One thing I would do is have a look at /var/log/syslog. It's where Linux kernel and a bunch of other programs (dhclient, NetworkManager, acpid, dbus, ...) log some of their messages. It's extra nice because it will include which log line belongs to which program.
It depends on your implementation of last but if your system crashed you'll see a message to this effect in the last output.
Example
Notice the crash lines? These are as a result of the power going out or someone hitting the power switch on this particular system.
$ last
root pts/0 greeneggs.bubba. Tue May 13 22:42 - 22:43 (00:01)
reboot system boot 2.6.18-238.19.1. Tue May 13 21:47 (4+17:29)
root pts/0 greeneggs.bubba. Tue May 13 21:36 - crash (00:11)
root pts/0 greeneggs.bubba. Mon May 12 03:29 - 03:29 (00:00)
root pts/0 greeneggs.bubba. Sun May 11 16:47 - 19:41 (02:53)
root pts/0 greeneggs.bubba. Sat May 10 17:10 - 17:12 (00:01)
root pts/0 greeneggs.bubba. Sat May 10 08:35 - 08:35 (00:00)
root pts/1 greeneggs.bubba. Thu May 8 23:56 - 23:56 (00:00)
reboot system boot 2.6.18-238.19.1. Thu May 8 23:55 (9+15:21)
root pts/0 greeneggs.bubba. Thu May 8 22:39 - 22:41 (00:02)
root pts/0 greeneggs.bubba. Tue May 6 21:36 - 22:06 (00:30)
sam pts/0 byers.bubba.net Tue May 6 12:36 - 13:04 (00:28)
root pts/0 :0.0 Mon May 5 23:12 - 23:12 (00:00)

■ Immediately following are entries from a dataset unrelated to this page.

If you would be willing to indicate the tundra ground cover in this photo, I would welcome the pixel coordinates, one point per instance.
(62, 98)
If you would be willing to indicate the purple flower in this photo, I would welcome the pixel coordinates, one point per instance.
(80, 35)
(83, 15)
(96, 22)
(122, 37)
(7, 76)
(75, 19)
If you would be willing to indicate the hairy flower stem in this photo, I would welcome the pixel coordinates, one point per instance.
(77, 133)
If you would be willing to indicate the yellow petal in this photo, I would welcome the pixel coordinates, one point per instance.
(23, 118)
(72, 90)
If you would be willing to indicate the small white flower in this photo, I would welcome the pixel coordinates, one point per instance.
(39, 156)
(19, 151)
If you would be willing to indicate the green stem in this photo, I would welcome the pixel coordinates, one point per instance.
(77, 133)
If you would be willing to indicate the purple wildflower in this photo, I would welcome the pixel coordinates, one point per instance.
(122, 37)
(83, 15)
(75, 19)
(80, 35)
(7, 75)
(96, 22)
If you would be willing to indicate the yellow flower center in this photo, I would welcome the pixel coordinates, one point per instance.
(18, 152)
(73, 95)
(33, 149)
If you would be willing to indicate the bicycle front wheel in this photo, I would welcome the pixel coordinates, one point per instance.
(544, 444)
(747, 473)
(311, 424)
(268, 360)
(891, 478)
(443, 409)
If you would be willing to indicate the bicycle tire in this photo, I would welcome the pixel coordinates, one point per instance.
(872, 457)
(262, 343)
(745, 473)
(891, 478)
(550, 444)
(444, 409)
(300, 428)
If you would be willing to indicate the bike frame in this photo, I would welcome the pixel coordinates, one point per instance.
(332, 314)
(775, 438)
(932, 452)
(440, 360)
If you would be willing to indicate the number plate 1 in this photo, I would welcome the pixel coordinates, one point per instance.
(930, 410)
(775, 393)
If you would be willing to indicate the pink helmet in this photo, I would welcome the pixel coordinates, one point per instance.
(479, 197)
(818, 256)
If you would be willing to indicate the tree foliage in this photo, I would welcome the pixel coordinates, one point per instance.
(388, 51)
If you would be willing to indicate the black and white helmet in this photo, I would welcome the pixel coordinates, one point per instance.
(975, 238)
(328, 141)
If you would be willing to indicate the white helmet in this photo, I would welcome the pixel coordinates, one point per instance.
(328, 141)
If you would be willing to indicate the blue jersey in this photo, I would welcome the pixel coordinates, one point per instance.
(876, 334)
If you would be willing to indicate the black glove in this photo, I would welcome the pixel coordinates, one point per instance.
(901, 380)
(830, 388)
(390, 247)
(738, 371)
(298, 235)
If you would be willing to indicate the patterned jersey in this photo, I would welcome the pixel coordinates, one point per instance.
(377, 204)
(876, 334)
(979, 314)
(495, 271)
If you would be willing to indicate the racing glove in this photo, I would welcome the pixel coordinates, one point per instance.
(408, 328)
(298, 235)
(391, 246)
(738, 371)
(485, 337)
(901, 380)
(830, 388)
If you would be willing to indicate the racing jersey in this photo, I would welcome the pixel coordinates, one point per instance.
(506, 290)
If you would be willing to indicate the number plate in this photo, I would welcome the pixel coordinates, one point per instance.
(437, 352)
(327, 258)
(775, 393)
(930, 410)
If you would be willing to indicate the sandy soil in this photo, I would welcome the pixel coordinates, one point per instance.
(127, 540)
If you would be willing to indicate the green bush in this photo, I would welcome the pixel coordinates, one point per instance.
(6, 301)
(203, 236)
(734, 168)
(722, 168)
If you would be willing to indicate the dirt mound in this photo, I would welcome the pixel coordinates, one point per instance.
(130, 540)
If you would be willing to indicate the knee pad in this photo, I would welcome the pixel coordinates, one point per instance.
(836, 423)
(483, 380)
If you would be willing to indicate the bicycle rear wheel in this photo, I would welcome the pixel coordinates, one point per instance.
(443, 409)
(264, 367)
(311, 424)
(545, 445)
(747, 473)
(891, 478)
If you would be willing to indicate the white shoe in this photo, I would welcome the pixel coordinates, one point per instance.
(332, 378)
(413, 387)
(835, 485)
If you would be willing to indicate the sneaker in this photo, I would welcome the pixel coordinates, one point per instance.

root :0 Mon May 5 23:03 - crash (3+00:51)
More esoteric method
One that I've seen used quite well is if you have a laptop, you can use the command line tool acpi to query the system's ACPI interface. This will tell you, among other things, when the system is on-line with power or running off of its battery.
Example
Here's the output from that command on my laptop.
$ acpi -V
Battery 0: Unknown, 94%
Battery 0: design capacity 6963 mAh, last full capacity 6683 mAh = 95%
Adapter 0: on-line
Thermal 0: ok, 52.0 degrees C
Thermal 0: trip point 0 switches to mode critical at temperature 100.0 degrees C
Thermal 0: trip point 1 switches to mode passive at temperature 95.5 degrees C
Cooling 0: LCD 0 of 15
Cooling 1: Processor 0 of 10
Cooling 2: Processor 0 of 10
Cooling 3: Processor 0 of 10
Cooling 4: Processor 0 of 10
Simply checking the contents of the line Adapter will tell the system's current status. This could be wrapped into a monitor, if for example, you wanted to monitor a group of machines to see if they've experienced their power being cut as a group.
plugged in
$ acpi -V | grep "Adapter"
Adapter 0: on-line
unplugged
$ acpi -V | grep "Adapter"
Adapter 0: off-line
Best Answer
Only root privileged programs can gracefully shutdown a system. So when a system shuts down in a normal way, it is either a user with root privileges or an acpi script. In both cases you can find out by checking the logs. An acpi shutdown can be caused by power button press, overheating or low battery (laptop). I forgot the third reason, UPS software when power supply fails, which will send an alert anyway.
Recently I had a system that started repeatedly to power off ungracefully, turned out that it was overheating and the mobo was configured to just power off early. The system didn't have a chance to save logs, but fortunately monitoring the system's temperature showed it was starting to increase just before powering off.
So if it is a normal shutdown it will be logged, if it is an intrusion... good luck, and if it is a cold shutdown your best chance to know is to control and monitor its environment.